By Shambhavi Saxena for Cake:

In an on-going game of unreasonable censorship, the Central Board of Film Certification has risen to the occasion once more. This time, it has clamped down on a new music video by Delhi-based band Friends of Linger.

Titled “Miss You,” the video was conceptualised by filmmaker Manav Singh Malvai, and follows a fairly standard love-song narrative. It just so happens that it’s about two men. And when the band approached the Board, they were given an “A” certificate.

According to Sharif D. Rangnekar, a singer-songwriter behind the track, there is nothing in the video that warrants the label “adult.” The band had the option to appeal for a review, which they did, and Cake spoke with Rangnekar about what followed.
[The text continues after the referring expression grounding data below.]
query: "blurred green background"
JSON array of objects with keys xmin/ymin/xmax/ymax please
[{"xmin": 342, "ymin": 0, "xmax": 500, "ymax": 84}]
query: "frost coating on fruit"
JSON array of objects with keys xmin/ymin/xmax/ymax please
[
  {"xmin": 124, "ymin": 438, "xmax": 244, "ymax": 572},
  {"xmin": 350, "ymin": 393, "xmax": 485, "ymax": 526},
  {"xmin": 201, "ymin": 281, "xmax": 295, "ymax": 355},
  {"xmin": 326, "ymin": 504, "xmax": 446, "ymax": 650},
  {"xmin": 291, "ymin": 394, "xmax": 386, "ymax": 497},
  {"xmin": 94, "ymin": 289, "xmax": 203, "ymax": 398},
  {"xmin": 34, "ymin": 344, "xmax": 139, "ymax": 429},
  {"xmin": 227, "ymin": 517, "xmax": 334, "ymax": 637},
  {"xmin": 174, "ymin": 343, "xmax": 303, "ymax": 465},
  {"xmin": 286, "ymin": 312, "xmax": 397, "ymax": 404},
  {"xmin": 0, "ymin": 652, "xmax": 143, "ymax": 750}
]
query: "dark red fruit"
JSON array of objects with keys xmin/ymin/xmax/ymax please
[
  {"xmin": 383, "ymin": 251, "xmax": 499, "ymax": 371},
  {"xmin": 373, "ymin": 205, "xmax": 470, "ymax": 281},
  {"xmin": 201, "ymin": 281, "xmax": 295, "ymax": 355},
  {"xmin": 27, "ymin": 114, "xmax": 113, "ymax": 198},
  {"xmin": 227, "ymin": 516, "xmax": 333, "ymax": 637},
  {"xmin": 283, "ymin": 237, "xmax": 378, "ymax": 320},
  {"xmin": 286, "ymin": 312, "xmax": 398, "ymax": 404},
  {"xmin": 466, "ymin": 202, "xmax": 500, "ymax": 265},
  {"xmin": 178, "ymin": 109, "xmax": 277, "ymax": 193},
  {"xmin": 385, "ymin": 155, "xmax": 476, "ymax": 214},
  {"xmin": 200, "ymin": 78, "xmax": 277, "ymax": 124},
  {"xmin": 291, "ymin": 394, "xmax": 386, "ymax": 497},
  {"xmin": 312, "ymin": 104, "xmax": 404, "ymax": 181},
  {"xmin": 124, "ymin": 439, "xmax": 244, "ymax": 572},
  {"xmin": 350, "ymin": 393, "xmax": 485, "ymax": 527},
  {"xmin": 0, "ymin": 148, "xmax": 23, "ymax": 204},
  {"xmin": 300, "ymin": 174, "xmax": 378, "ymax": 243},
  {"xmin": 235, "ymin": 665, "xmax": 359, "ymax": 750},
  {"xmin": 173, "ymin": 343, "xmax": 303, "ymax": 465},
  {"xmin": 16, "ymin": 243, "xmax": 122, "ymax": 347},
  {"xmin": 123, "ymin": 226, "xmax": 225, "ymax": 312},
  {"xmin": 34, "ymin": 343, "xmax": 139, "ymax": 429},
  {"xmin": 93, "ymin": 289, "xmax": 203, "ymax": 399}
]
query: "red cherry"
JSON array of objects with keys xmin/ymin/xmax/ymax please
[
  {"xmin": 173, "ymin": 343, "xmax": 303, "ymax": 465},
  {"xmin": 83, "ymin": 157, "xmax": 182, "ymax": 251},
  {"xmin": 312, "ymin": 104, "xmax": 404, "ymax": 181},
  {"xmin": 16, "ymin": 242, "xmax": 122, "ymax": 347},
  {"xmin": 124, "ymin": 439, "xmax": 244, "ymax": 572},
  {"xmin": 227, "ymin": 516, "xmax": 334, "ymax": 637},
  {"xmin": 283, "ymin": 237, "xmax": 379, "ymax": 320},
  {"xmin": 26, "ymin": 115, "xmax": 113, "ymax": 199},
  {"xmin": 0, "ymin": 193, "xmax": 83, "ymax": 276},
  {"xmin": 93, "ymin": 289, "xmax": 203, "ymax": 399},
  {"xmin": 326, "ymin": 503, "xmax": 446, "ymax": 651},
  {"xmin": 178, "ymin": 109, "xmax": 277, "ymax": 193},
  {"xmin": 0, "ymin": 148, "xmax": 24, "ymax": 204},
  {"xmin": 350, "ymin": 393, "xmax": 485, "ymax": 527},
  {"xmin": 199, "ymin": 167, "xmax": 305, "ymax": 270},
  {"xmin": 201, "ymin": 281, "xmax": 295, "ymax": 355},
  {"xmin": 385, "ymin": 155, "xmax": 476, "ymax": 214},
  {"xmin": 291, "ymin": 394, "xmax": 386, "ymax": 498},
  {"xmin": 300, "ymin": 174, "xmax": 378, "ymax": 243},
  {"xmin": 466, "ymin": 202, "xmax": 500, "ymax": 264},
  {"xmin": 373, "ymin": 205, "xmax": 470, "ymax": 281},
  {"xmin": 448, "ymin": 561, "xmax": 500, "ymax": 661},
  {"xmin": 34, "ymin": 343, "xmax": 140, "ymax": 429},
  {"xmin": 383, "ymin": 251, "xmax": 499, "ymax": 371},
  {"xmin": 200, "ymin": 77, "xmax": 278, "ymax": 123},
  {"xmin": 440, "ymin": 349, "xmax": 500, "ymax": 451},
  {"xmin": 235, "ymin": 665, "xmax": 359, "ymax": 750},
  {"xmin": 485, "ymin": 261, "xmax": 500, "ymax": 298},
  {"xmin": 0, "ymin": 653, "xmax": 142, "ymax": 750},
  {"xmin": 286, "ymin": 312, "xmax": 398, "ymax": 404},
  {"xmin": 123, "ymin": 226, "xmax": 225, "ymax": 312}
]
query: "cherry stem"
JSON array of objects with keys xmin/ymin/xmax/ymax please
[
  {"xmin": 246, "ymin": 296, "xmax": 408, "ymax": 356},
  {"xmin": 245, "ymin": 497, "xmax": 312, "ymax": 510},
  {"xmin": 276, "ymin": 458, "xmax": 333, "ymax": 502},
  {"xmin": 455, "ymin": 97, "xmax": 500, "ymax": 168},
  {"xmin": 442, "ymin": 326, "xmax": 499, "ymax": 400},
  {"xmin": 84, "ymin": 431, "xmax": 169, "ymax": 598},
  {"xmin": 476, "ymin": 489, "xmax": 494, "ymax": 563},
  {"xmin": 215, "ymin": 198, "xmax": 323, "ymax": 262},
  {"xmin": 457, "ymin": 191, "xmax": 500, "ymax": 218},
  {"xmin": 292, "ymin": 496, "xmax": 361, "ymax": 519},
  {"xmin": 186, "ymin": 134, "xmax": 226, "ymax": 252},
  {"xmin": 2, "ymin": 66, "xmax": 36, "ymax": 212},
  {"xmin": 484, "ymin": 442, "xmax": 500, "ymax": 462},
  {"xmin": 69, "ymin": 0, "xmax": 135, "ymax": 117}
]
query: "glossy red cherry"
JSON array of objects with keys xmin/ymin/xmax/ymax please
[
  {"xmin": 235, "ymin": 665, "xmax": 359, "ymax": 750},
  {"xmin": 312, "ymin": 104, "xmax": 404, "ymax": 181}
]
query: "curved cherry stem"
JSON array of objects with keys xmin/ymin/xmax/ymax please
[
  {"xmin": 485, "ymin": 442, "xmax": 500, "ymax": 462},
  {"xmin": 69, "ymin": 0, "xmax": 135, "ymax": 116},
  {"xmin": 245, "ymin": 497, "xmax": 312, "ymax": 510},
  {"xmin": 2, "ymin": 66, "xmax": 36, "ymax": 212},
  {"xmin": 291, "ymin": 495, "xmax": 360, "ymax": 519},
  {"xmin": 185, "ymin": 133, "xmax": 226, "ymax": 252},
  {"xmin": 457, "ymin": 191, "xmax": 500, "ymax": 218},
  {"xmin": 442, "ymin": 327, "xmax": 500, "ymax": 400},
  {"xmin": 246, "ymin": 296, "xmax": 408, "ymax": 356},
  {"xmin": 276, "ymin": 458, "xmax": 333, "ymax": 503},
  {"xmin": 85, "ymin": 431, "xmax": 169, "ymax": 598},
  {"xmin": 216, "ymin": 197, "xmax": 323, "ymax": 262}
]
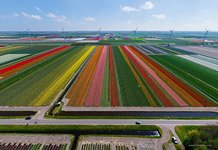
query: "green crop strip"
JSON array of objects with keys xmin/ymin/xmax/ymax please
[
  {"xmin": 0, "ymin": 46, "xmax": 85, "ymax": 106},
  {"xmin": 0, "ymin": 45, "xmax": 59, "ymax": 68},
  {"xmin": 101, "ymin": 49, "xmax": 109, "ymax": 106},
  {"xmin": 129, "ymin": 59, "xmax": 163, "ymax": 106},
  {"xmin": 0, "ymin": 49, "xmax": 72, "ymax": 91},
  {"xmin": 7, "ymin": 45, "xmax": 58, "ymax": 54},
  {"xmin": 150, "ymin": 55, "xmax": 218, "ymax": 103},
  {"xmin": 113, "ymin": 46, "xmax": 148, "ymax": 106}
]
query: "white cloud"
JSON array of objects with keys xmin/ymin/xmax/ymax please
[
  {"xmin": 140, "ymin": 1, "xmax": 154, "ymax": 10},
  {"xmin": 121, "ymin": 6, "xmax": 139, "ymax": 12},
  {"xmin": 21, "ymin": 12, "xmax": 42, "ymax": 20},
  {"xmin": 84, "ymin": 17, "xmax": 96, "ymax": 22},
  {"xmin": 121, "ymin": 1, "xmax": 154, "ymax": 13},
  {"xmin": 35, "ymin": 7, "xmax": 43, "ymax": 13},
  {"xmin": 47, "ymin": 12, "xmax": 70, "ymax": 24},
  {"xmin": 153, "ymin": 14, "xmax": 166, "ymax": 19}
]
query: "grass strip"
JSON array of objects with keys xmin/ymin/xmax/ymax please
[
  {"xmin": 151, "ymin": 55, "xmax": 218, "ymax": 103},
  {"xmin": 0, "ymin": 125, "xmax": 161, "ymax": 135}
]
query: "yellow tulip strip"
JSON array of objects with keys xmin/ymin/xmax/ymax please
[{"xmin": 32, "ymin": 46, "xmax": 96, "ymax": 106}]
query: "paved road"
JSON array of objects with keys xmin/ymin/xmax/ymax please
[
  {"xmin": 0, "ymin": 119, "xmax": 217, "ymax": 125},
  {"xmin": 0, "ymin": 118, "xmax": 216, "ymax": 150}
]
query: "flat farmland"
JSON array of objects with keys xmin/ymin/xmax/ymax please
[
  {"xmin": 174, "ymin": 46, "xmax": 218, "ymax": 59},
  {"xmin": 0, "ymin": 44, "xmax": 217, "ymax": 108},
  {"xmin": 65, "ymin": 45, "xmax": 218, "ymax": 107},
  {"xmin": 0, "ymin": 45, "xmax": 58, "ymax": 68},
  {"xmin": 0, "ymin": 45, "xmax": 96, "ymax": 106}
]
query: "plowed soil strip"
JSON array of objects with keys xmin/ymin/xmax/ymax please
[
  {"xmin": 109, "ymin": 46, "xmax": 119, "ymax": 107},
  {"xmin": 66, "ymin": 46, "xmax": 103, "ymax": 106}
]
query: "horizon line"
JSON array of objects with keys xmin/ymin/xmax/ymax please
[{"xmin": 0, "ymin": 30, "xmax": 218, "ymax": 32}]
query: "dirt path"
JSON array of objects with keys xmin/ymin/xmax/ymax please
[
  {"xmin": 156, "ymin": 125, "xmax": 171, "ymax": 149},
  {"xmin": 163, "ymin": 125, "xmax": 185, "ymax": 150}
]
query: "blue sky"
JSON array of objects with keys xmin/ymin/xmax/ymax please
[{"xmin": 0, "ymin": 0, "xmax": 218, "ymax": 31}]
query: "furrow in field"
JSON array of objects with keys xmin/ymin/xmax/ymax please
[
  {"xmin": 0, "ymin": 47, "xmax": 84, "ymax": 106},
  {"xmin": 154, "ymin": 46, "xmax": 179, "ymax": 54},
  {"xmin": 130, "ymin": 46, "xmax": 198, "ymax": 106},
  {"xmin": 0, "ymin": 46, "xmax": 70, "ymax": 79},
  {"xmin": 85, "ymin": 46, "xmax": 107, "ymax": 107},
  {"xmin": 178, "ymin": 55, "xmax": 218, "ymax": 71},
  {"xmin": 192, "ymin": 55, "xmax": 218, "ymax": 65},
  {"xmin": 151, "ymin": 55, "xmax": 218, "ymax": 104},
  {"xmin": 0, "ymin": 49, "xmax": 73, "ymax": 92},
  {"xmin": 137, "ymin": 46, "xmax": 154, "ymax": 54},
  {"xmin": 142, "ymin": 46, "xmax": 167, "ymax": 54},
  {"xmin": 113, "ymin": 46, "xmax": 148, "ymax": 106},
  {"xmin": 0, "ymin": 45, "xmax": 58, "ymax": 69},
  {"xmin": 120, "ymin": 47, "xmax": 155, "ymax": 106},
  {"xmin": 33, "ymin": 46, "xmax": 96, "ymax": 106},
  {"xmin": 101, "ymin": 47, "xmax": 109, "ymax": 107},
  {"xmin": 108, "ymin": 46, "xmax": 120, "ymax": 107},
  {"xmin": 0, "ymin": 46, "xmax": 24, "ymax": 54},
  {"xmin": 129, "ymin": 46, "xmax": 213, "ymax": 107},
  {"xmin": 66, "ymin": 46, "xmax": 102, "ymax": 106},
  {"xmin": 120, "ymin": 46, "xmax": 174, "ymax": 107},
  {"xmin": 123, "ymin": 46, "xmax": 188, "ymax": 107},
  {"xmin": 174, "ymin": 46, "xmax": 218, "ymax": 59}
]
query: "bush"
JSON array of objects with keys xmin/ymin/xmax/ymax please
[{"xmin": 177, "ymin": 126, "xmax": 218, "ymax": 150}]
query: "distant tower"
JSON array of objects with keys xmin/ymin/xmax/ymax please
[
  {"xmin": 62, "ymin": 27, "xmax": 66, "ymax": 43},
  {"xmin": 27, "ymin": 27, "xmax": 32, "ymax": 44},
  {"xmin": 203, "ymin": 29, "xmax": 209, "ymax": 45}
]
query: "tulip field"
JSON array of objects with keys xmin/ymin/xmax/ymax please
[
  {"xmin": 66, "ymin": 45, "xmax": 218, "ymax": 107},
  {"xmin": 0, "ymin": 44, "xmax": 217, "ymax": 107},
  {"xmin": 0, "ymin": 45, "xmax": 95, "ymax": 106}
]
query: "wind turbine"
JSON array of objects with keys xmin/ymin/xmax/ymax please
[
  {"xmin": 98, "ymin": 26, "xmax": 101, "ymax": 34},
  {"xmin": 203, "ymin": 29, "xmax": 209, "ymax": 44},
  {"xmin": 62, "ymin": 26, "xmax": 66, "ymax": 43},
  {"xmin": 98, "ymin": 26, "xmax": 102, "ymax": 39},
  {"xmin": 133, "ymin": 28, "xmax": 138, "ymax": 44},
  {"xmin": 169, "ymin": 29, "xmax": 174, "ymax": 38},
  {"xmin": 169, "ymin": 29, "xmax": 174, "ymax": 46},
  {"xmin": 27, "ymin": 27, "xmax": 32, "ymax": 44}
]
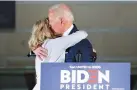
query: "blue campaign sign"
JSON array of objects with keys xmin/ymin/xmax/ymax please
[{"xmin": 41, "ymin": 63, "xmax": 130, "ymax": 90}]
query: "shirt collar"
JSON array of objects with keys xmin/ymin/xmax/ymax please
[{"xmin": 63, "ymin": 24, "xmax": 74, "ymax": 36}]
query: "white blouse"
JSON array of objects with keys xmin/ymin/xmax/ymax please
[{"xmin": 33, "ymin": 30, "xmax": 88, "ymax": 90}]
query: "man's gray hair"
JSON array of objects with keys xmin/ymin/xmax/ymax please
[{"xmin": 49, "ymin": 4, "xmax": 74, "ymax": 22}]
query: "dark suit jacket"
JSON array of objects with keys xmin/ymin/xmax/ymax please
[{"xmin": 65, "ymin": 24, "xmax": 95, "ymax": 62}]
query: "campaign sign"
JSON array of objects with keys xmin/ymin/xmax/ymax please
[{"xmin": 41, "ymin": 63, "xmax": 130, "ymax": 90}]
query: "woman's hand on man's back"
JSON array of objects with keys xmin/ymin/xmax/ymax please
[{"xmin": 33, "ymin": 47, "xmax": 48, "ymax": 60}]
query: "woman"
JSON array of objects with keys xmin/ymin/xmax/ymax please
[{"xmin": 28, "ymin": 18, "xmax": 88, "ymax": 90}]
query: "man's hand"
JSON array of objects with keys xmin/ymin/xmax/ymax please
[{"xmin": 33, "ymin": 47, "xmax": 48, "ymax": 60}]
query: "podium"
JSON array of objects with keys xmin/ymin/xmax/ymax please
[{"xmin": 40, "ymin": 63, "xmax": 130, "ymax": 90}]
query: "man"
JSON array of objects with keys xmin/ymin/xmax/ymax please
[{"xmin": 29, "ymin": 3, "xmax": 96, "ymax": 62}]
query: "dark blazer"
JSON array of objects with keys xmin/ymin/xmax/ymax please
[{"xmin": 65, "ymin": 24, "xmax": 95, "ymax": 62}]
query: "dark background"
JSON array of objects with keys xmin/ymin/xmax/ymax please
[{"xmin": 0, "ymin": 1, "xmax": 15, "ymax": 29}]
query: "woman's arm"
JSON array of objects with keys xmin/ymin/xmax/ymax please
[{"xmin": 52, "ymin": 30, "xmax": 88, "ymax": 50}]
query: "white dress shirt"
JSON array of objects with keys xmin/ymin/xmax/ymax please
[
  {"xmin": 63, "ymin": 24, "xmax": 74, "ymax": 36},
  {"xmin": 33, "ymin": 30, "xmax": 88, "ymax": 90}
]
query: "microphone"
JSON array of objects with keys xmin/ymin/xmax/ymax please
[{"xmin": 75, "ymin": 50, "xmax": 82, "ymax": 62}]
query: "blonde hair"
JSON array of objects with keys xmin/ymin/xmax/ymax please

The last formal communication from them said if we cut the scenes between 3.55 to 4.05 – which they called ‘intimate’–they will give us a ‘U/A certificate,” he said.

Rangnekar describes the 10 seconds in question: “It’s a scene of separation. It’s not there to create some kind of noise that ‘oh my god two men in a video kissing!’ And this was watched by my mother. She’s 75 years old, and if she can be so open and liberal and understand the story, I don’t know how the censor board doesn’t get it.

Even if it comes down to depicting criminality, Rangnekar says the Board’s logic does not hold. “What is ‘crime’ as far as Section 377 goes? It’s not ‘being gay,’ it’s the sexual act. And we’re not showing anything which is criminal in this video. And even if there are just two guys walking around, or one of them shaving, or me just singing, how does that still make it ‘U/A’?

Rangnekar is convinced of the awful double standard at work here. “There’s quite a bit of stuff shown in mainstream Hindi entertainment, which is technically watched a lot more than music channels, which should be ‘adult.’ They’re okay with commodifying women, they’re okay with rape, and they endorse a lot of crime with what they certify!

Far from being criminal, the video for “Miss You” is actually delightful to see when you think of representation.

There was no preconceived idea that we have to do a ‘gay video,’” says Rangnekar, who is one of the two men in the video. “The story is my own. I can’t show a woman – I’d be lying through my teeth. So I approached it in the most honest manner.

Their earlier music video “Head Held High,” which was very pointedly about the LGBTQ community in India, had taken only a few days to be passed by the Board. But its response to “Miss You” smacks of an unuttered prejudice.

The usual justifications given for this kind of censorship is that Indian audiences just aren’t ready to see this things yet. “I don’t buy that,” says Rangnekar. “Indian audiences are ready for a lot of things, and they can surprise you. Look at the kind of stories which are hitting the cinema or the kind of stories being reported by the press!

When same-sex love is so poorly represented in so much of Indian media, this video, and the artists behind it, are making an important contribution to a much larger conversation. So while the issue with the Board yet to be resolved, it’s heartening to see Friends of Linger sticking to its guns and what it believes in. These friends include Delhi-based artists like Anindo Bose of Advaita, Smiti Malik of Chayan & Smiti, Adhir Ghosh and Siddharth Jain of Kitchensink, and Steve Peters from Five8, among others. And their name is inspired by “ling,” the Hindi word for “gender.”

It’s inclusive of man, woman, the third gender,” explains Rangnekar. “And together they can be more productive. That’s how we saw it. And we also looked at how nice things linger with you – music, friends, things that count.”

Among some of the things that count are gender, women’s rights, sexual violence, religion, individual identity, and even the role of mainstream press, all of which finds mention in their songs. And making sure that we have the kind of media we’ve always wanted? Definitely something that counts.